23/09/2010 6378 visiteurs 5.5/10 (2 notes)

« Il y a bien longtemps, dans une galaxie lointaine, très lointaine.... » Et bien non, cette fois c'est : « Il y a bien longtemps, dans une très lointaine contrée… ». En une phrase d’introduction le ton est donné. Naguère des étoiles revisite la mythique saga apparue sur les écrans en 1977 à la sauce plancher des vaches et joug féodal. Gentiment, bien loin du pastiche gras et lourdingue redouté avant de voir les trombines rigolotes de Jean-Luc Haut-le-Cœur et ses comparses, les auteurs en reprennent les scènes-clés, connues sur le bout des doigts par des millions d’afficionados, pour les détourner respectueusement et sans en bouleverser la trame.

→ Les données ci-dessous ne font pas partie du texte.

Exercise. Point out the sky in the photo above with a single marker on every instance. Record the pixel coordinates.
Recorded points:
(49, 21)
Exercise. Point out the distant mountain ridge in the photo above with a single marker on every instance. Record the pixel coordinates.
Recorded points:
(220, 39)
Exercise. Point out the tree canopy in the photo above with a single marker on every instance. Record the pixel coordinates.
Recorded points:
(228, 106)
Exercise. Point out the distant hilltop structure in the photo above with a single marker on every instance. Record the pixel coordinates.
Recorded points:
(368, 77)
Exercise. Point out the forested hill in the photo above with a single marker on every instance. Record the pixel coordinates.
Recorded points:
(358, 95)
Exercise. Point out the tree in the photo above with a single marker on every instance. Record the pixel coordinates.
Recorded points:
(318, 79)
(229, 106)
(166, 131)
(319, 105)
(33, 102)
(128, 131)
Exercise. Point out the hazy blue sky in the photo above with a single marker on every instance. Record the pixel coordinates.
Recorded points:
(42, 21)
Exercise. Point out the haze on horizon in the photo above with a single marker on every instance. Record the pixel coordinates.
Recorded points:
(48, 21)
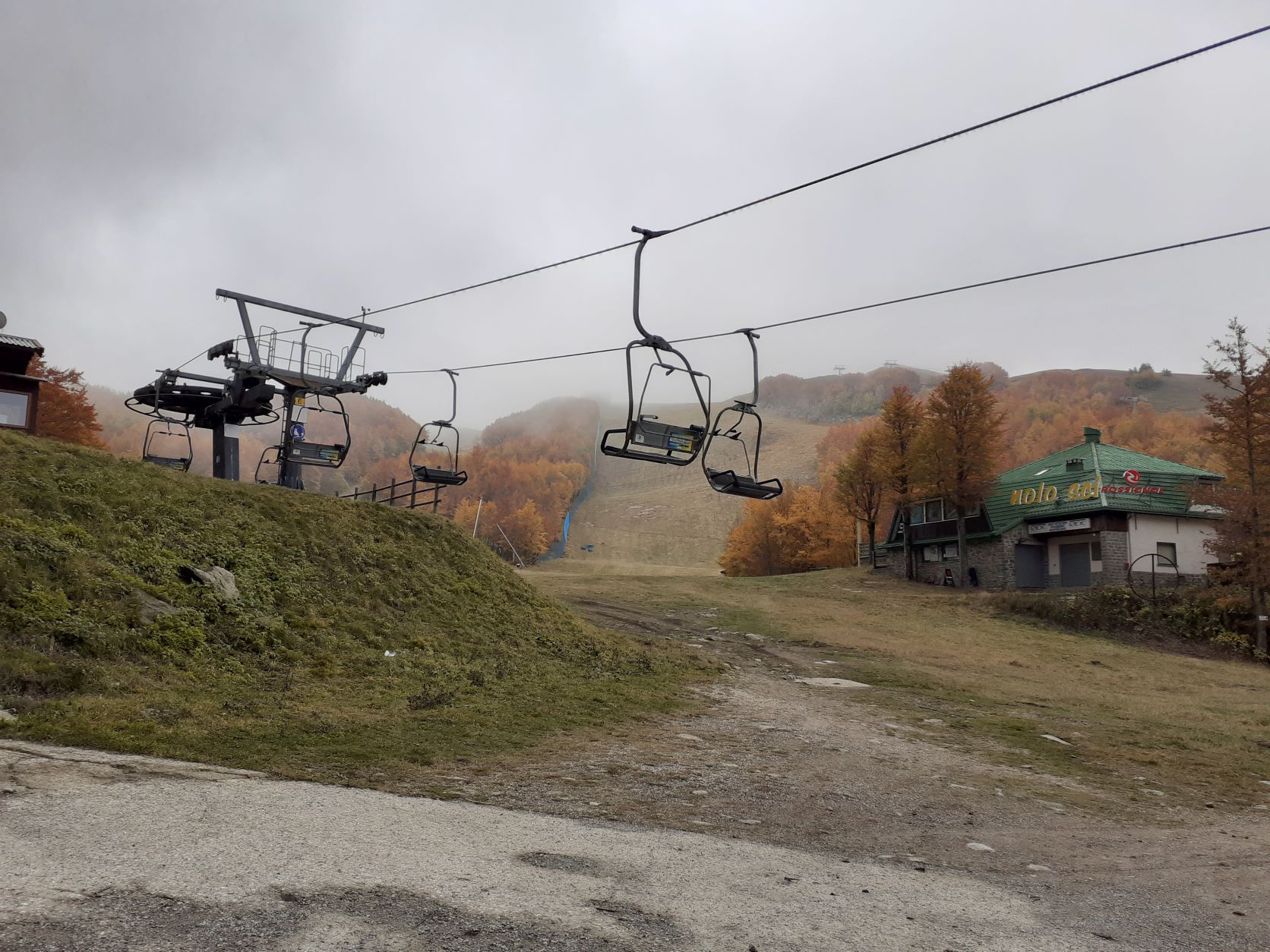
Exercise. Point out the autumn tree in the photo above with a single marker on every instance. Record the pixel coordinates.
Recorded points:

Bien sûr, les personnages, que ce soit du point de vue de leur allure ou de leur attributs, prennent de libertés par rapport aux profils dressés par George Lucas, et pas seulement au niveau de leur état civil, travesti lui aussi pour l’occasion. Spéléo n’est pas le robot doré étincelant que l’on connaît mais une sorte de bonze ictérique tandis que Ravi-ravi (R²) rappelle plus Peter Sellers dans La party qu’un droïde de base. Idem donc pour les caractères un peu dévoyés : Jean-Luc n’est pas des plus finauds (remarquez, Luke S. dans la première partie de A new hope n’est pas un modèle d’intelligence non plus), la princese Leïca a un fichu caractère quand son modèle se contentait d’en avoir, Benoît / Suzy Wan le Cénobite ne ménage pas son Padawan entre deux manifestations d’Alzheimer. Sans oublier le seigneur Salvador, ici plutôt falot et manquant franchement d’assurance pour incarner de manière tout à fait persuasive le côté obscur de la Foy (!).

Quatre-vingt-douze strips d’une demi-page durant, Hervé Bourhis et Rudy Spiessert (Ingmar – Dupuis) alignent les saynètes où les rebelles et les forces du Royaume (transposition moyenâgeuse oblige) s’affrontent à coup d’armes très légères et de vannes pas trop lourdes non plus. Disponible en format numérique, la succession de gags gagne peut-être encore à être découverte par ce biais, sans que l’œil traine sur la chute, et lue par volées de huit à dix pour éviter la saturation. Mais il faut bien dire, qu’une fois ferré, le fondu de l’hexalogie originale aura du mal à décrocher pour voir par quelle grille de la moulinette seront passées séquences et répliques cultes. Le même risque de tiquer à la découverte de la case finale, qui, elle, franchit une ligne qu’elle s’était bien gardée d’approcher. Pas de quoi crier au loup mais le clin d’œil très bédéphilique fait un peu flop. Si après tout ça, vous n’allez pas voir de quoi il retourne…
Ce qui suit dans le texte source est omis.